Orthologous marker groups reveal broad cell identity conservation across plant single-cell transcriptomes

Abstract

Single-cell RNA sequencing (scRNA-seq) is widely used in plant biology and is a powerful tool for studying cell identity and differentiation. However, the scarcity of known cell-type marker genes and the divergence of marker expression patterns limit the accuracy of cell-type identification and our capacity to investigate cell-type conservation in many species. To tackle this challenge, we devise a novel computational strategy called Orthologous Marker Gene Groups (OMGs), which can identify cell types in both model and non-model plant species and allows for rapid comparison of cell types across many published single-cell maps. Our method does not require cross-species data integration, while still accurately determining inter-species cellular similarities. We validate the method by analyzing published single-cell data from species with well-annotated single-cell maps, and we show our methods can capture majority of manually annotated cell types. The robustness of our method is further demonstrated by its ability to pertinently map cell clusters from 1 million cells, 268 cell clusters across 15 diverse plant species. We reveal 14 dominant groups with substantial conservation in shared cell-type markers across monocots and dicots. To facilitate the use of this method by the broad research community, we launch a user-friendly web-based tool called the OMG browser, which simplifies the process of cell-type identification in plant datasets for biologists.

Fig. 1. The OMG pipeline and dataset.

a Cell type annotation in three steps: (1) identify the top 200 marker genes for each cell cluster. (2) use OrthoFinder to generate orthologous gene groups for different species. (3) perform a pairwise comparison using an overlapping orthologous marker gene (OMG) and Fisher’s exact test to identify clusters with significant shared OMGs, helping identify cell type for a query sample. b The bar chart shows the number of tissues, cell types, and cells across 15 species. The x-axis lists the species. The y-axis on the left side of the plot represents the number of tissues and cell types, ranging from 0 to 80. The y-axis on the right side represents the number of cells, with values scaling up to 400k. Each plant has three bars colored in red, purple, and blue, representing the number of tissues, cell types, and cells respectively. The exact number of tissues, cell types, and cells for each species is displayed at the top of each column.

Fig. 2. Cell type identification in another plant species.

a Using Arabidopsis OMGs to predict tomato root cell types. Each box displays the number of conserved OMGs between the two cell types being compared. The red highlighted boxes indicate FDR-adjusted p < 0.01 based on the Fisher’s exact upper-tailed test. Labels on the right indicate the cell type labels based on published annotation. b UMAP of 15 default tomato root clusters. Specifically, we merge all the meristematic zones (clusters 4, 6, 8, 10, in a) into a single cluster (cluster MZ). Similarly, we have recreated the cortex, hair, and non-hair clusters based on the original assignment in the published study. c Pairwise comparison of cell clusters from rice and Arabidopsis, with the number in each cell reflecting common OMGs between clusters, darker colors indicate more OMGs and red boxes highlight significant overlapping (adjust p value < 0.01). The 9 matched clusters are marked by a black star (*). The putative meristematic clusters are marked by two red stars (**). The heatmap demonstrates the OMG method’s specificity: for instance, the Arabidopsis xylem cluster shares 43, 15, and 24 OMGs with rice’s xylem, cortex, and stele clusters respectively, but only the xylem-to-xylem comparison shows significant overlap by the Fisher’s exact upper-tailed test. d The heatmap shows prediction of tomato shoot clusters (y-axis) using Arabidopsis shoot OMGs (x-axis). Numbers in each cell represent shared OMGs between clusters. Red boxes indicate significant sharing between Arabidopsis and tomato clusters, tested by the Fisher’s exact test. Published tomato cell-type labels are shown on the right (0–14). The match between predicted and published labels is indicated by green boxes (full match), yellow boxes (partial match), and gray boxes (non-significant by statistical test).

Fig. 3. Mapping cell types across 15 diverse species.

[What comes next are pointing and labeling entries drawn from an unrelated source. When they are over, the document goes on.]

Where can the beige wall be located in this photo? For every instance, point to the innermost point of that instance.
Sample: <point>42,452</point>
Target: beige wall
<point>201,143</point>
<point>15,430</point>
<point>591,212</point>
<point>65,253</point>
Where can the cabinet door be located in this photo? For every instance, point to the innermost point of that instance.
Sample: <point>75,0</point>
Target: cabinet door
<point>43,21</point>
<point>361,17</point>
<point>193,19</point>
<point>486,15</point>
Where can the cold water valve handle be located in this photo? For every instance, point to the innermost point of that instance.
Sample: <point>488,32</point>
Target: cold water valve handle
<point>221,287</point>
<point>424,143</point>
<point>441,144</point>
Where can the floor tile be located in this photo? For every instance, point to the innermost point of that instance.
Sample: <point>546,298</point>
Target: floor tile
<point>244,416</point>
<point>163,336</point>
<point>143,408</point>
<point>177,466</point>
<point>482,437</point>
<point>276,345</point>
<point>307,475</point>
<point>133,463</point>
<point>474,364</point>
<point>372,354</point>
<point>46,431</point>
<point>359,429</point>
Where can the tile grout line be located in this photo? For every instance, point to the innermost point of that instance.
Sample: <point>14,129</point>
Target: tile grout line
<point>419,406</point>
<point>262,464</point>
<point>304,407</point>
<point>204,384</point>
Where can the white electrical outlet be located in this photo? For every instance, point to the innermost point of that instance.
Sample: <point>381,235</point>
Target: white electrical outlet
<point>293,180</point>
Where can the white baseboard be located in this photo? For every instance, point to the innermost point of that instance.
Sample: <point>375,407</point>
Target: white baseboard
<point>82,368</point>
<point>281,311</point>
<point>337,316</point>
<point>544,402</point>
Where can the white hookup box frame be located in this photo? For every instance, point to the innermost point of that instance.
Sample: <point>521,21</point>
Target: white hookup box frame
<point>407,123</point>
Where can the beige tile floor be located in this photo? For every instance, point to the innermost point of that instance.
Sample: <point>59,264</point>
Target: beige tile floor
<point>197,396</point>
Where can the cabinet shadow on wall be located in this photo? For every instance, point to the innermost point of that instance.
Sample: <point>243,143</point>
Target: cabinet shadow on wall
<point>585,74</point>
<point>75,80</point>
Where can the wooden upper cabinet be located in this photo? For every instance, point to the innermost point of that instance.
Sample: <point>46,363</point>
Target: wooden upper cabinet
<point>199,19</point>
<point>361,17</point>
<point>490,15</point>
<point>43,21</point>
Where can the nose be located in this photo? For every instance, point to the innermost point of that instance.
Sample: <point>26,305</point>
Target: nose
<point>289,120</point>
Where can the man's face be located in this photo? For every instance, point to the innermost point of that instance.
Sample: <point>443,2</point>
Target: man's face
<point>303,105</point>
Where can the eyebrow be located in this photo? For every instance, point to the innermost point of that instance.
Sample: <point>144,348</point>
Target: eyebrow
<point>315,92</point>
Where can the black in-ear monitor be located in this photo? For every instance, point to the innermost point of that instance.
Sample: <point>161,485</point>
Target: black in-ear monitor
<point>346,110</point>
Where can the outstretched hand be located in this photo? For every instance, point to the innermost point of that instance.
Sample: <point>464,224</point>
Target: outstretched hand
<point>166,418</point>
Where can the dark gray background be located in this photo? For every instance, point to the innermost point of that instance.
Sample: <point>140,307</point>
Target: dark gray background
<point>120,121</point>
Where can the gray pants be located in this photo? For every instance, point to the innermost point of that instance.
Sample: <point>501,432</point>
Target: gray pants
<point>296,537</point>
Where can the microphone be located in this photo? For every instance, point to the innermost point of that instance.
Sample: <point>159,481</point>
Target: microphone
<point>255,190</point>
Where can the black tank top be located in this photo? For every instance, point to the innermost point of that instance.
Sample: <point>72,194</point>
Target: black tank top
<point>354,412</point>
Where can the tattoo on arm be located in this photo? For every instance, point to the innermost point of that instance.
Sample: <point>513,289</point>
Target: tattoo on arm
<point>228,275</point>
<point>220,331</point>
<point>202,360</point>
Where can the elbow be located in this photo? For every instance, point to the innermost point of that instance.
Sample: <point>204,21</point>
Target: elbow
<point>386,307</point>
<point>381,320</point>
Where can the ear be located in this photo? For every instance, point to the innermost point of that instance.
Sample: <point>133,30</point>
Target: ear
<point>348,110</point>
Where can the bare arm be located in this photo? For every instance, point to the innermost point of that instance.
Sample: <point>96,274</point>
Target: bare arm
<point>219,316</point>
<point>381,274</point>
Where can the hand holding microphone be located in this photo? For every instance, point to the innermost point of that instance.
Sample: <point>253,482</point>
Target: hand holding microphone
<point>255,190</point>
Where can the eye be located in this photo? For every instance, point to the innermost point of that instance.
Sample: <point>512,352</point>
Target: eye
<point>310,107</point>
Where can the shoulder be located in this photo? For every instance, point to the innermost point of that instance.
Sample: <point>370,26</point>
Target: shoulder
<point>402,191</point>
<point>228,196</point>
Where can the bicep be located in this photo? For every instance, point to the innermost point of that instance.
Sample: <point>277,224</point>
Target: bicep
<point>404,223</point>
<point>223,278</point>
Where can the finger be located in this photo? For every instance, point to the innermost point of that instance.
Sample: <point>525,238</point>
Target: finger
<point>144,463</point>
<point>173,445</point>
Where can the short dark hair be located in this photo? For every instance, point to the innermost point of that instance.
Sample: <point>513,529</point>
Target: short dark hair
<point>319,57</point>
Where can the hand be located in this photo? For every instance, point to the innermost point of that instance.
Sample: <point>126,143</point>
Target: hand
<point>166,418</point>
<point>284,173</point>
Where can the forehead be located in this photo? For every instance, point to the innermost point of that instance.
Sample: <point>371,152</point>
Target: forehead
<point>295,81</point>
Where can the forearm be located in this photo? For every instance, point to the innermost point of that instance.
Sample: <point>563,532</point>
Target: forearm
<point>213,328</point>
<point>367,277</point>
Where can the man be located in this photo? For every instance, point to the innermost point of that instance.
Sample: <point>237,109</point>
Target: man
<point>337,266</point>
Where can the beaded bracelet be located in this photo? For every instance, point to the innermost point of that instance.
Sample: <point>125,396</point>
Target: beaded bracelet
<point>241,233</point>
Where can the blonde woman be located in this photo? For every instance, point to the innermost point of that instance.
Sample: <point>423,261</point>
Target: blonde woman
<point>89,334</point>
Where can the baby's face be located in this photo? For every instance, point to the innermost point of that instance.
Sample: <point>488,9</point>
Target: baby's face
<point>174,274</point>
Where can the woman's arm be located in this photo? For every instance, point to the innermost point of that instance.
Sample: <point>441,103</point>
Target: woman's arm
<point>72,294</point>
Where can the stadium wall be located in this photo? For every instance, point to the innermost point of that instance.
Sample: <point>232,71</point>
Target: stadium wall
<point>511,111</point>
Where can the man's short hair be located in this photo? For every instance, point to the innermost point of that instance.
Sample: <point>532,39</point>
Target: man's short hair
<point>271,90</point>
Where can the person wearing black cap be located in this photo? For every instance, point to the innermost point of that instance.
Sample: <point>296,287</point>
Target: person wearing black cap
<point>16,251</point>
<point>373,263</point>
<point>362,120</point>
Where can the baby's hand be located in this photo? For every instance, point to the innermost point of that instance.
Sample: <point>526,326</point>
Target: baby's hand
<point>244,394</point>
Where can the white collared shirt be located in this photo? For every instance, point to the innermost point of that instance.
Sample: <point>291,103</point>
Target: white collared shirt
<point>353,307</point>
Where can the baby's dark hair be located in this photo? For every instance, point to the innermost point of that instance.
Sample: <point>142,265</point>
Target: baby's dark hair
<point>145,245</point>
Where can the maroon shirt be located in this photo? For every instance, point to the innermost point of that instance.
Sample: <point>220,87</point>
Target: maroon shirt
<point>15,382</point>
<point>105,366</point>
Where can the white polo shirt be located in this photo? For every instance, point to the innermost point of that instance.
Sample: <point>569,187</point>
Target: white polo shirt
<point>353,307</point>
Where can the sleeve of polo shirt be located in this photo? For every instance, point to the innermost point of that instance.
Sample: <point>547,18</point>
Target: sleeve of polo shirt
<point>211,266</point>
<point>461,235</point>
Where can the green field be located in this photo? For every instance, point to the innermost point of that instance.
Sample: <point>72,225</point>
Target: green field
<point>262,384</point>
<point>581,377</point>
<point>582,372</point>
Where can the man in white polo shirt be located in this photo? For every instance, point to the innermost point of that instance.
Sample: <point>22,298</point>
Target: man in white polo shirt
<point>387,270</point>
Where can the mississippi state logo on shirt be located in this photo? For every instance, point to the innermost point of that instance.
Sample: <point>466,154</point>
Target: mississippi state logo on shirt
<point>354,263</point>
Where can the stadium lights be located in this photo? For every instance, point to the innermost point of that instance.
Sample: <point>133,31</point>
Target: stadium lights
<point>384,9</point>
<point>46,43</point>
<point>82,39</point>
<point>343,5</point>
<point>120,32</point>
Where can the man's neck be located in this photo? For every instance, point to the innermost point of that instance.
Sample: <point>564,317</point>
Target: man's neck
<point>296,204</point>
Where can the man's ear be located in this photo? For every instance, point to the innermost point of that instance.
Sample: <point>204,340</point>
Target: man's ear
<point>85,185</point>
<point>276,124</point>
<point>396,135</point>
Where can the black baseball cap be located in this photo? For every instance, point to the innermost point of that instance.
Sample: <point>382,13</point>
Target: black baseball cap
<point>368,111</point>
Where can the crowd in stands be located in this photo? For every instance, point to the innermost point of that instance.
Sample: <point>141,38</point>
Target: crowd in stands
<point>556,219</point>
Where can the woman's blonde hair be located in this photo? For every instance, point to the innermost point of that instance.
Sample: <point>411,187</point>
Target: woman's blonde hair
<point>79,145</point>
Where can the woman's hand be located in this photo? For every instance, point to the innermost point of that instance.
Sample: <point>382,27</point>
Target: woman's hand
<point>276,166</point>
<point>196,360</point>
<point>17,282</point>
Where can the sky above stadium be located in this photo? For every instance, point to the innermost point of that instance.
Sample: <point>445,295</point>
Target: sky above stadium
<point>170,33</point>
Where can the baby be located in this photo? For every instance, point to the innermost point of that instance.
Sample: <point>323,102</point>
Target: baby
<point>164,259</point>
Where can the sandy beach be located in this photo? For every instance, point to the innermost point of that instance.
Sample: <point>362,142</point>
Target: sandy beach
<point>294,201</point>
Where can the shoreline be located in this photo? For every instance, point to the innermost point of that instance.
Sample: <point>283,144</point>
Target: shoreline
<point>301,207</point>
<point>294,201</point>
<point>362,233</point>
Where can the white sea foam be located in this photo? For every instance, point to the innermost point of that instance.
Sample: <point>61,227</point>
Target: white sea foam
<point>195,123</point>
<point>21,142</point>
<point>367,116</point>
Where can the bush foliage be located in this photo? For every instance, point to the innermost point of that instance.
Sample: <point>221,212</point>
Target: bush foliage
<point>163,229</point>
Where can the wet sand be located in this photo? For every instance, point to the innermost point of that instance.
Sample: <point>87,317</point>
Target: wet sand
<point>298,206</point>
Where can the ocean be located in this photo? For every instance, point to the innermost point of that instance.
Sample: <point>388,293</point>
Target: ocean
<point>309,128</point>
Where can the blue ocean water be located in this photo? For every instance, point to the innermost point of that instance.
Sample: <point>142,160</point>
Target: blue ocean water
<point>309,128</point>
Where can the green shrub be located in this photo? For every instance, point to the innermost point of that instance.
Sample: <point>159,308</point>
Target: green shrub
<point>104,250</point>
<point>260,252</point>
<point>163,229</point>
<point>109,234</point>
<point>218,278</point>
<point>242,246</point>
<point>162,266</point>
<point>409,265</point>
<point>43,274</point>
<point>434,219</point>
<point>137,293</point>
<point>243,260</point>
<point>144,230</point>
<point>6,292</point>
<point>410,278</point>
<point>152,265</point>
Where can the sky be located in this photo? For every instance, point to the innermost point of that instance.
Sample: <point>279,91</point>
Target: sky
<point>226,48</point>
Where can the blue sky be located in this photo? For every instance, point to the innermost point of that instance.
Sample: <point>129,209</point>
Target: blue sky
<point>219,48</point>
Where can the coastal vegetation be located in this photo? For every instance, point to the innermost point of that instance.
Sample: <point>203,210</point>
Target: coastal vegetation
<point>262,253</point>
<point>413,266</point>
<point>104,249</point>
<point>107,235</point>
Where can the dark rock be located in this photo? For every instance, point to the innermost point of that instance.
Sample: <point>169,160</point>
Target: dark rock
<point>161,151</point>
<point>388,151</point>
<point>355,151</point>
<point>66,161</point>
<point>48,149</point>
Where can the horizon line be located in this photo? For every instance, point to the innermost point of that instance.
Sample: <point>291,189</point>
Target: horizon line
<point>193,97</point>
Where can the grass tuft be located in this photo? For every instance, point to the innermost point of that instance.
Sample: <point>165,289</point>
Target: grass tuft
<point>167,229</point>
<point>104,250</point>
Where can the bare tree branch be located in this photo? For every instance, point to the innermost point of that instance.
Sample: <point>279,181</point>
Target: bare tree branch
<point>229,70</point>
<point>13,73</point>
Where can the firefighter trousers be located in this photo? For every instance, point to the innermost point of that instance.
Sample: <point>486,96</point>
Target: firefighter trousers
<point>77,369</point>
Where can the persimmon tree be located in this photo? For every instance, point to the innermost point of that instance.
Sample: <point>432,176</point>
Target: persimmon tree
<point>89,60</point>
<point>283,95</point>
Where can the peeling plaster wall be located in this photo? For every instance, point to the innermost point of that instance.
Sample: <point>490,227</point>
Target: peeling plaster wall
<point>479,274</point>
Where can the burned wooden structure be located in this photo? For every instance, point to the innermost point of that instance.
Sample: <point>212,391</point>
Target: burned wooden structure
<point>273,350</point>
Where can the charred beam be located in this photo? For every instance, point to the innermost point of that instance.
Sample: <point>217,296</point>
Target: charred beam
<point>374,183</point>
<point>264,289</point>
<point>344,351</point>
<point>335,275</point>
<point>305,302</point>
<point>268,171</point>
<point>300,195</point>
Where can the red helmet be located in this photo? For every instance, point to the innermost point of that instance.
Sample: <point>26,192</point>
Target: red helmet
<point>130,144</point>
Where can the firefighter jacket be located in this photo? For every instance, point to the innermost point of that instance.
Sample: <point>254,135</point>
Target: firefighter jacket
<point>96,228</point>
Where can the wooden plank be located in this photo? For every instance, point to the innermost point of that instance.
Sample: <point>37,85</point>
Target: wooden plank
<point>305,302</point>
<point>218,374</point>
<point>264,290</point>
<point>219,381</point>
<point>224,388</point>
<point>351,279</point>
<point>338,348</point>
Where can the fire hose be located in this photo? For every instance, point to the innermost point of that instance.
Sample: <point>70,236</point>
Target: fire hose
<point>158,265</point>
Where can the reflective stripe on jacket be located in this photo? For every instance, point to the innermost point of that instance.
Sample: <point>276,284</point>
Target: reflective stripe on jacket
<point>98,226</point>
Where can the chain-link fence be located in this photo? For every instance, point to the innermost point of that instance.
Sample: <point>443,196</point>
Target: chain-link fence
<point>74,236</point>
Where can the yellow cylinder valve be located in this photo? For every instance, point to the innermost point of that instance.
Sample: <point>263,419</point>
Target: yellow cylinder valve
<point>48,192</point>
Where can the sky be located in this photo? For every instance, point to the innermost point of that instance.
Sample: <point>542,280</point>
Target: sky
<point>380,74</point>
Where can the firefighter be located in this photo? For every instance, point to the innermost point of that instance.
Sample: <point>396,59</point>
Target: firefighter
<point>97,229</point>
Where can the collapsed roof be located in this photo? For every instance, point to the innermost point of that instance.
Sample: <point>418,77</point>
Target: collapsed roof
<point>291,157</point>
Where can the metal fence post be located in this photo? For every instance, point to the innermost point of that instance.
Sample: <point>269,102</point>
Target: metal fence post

a Pairwise comparison of cell clusters across 15 species based on the shared OMGs. The color scale represents the negative logarithm of the FDR-adjusted p value. Odd Ratios (OR) represent the likelihood of a particular cell type appearing in a specified group relative to its presence in all other groups. Proportion indicates the frequency of the predominant cell type within each group. Groups are named according to the most prevalent cell type, as indicated by their respective OR and proportion values. b, c, d Cell type-specific clustering (phloem, xylem, and cortex) across 15 species.

Fig. 4. GO enrichment for genes in different plant cell types.

The dot plot illustrates the significance and enrichment levels of GO terms across 13 cell identities from the heatmap in Fig. 3a. The x-axis represents different cell types, while the y-axis displays GO terms summarized using the bag of words method for interpretation and visualization. The size of each dot indicates the number of genes associated with a particular GO term, with larger dots representing more genes. The color of the dots reflects the significance of the enrichment, using a gradient color scale to denote varying p values within a range of 0–0.5.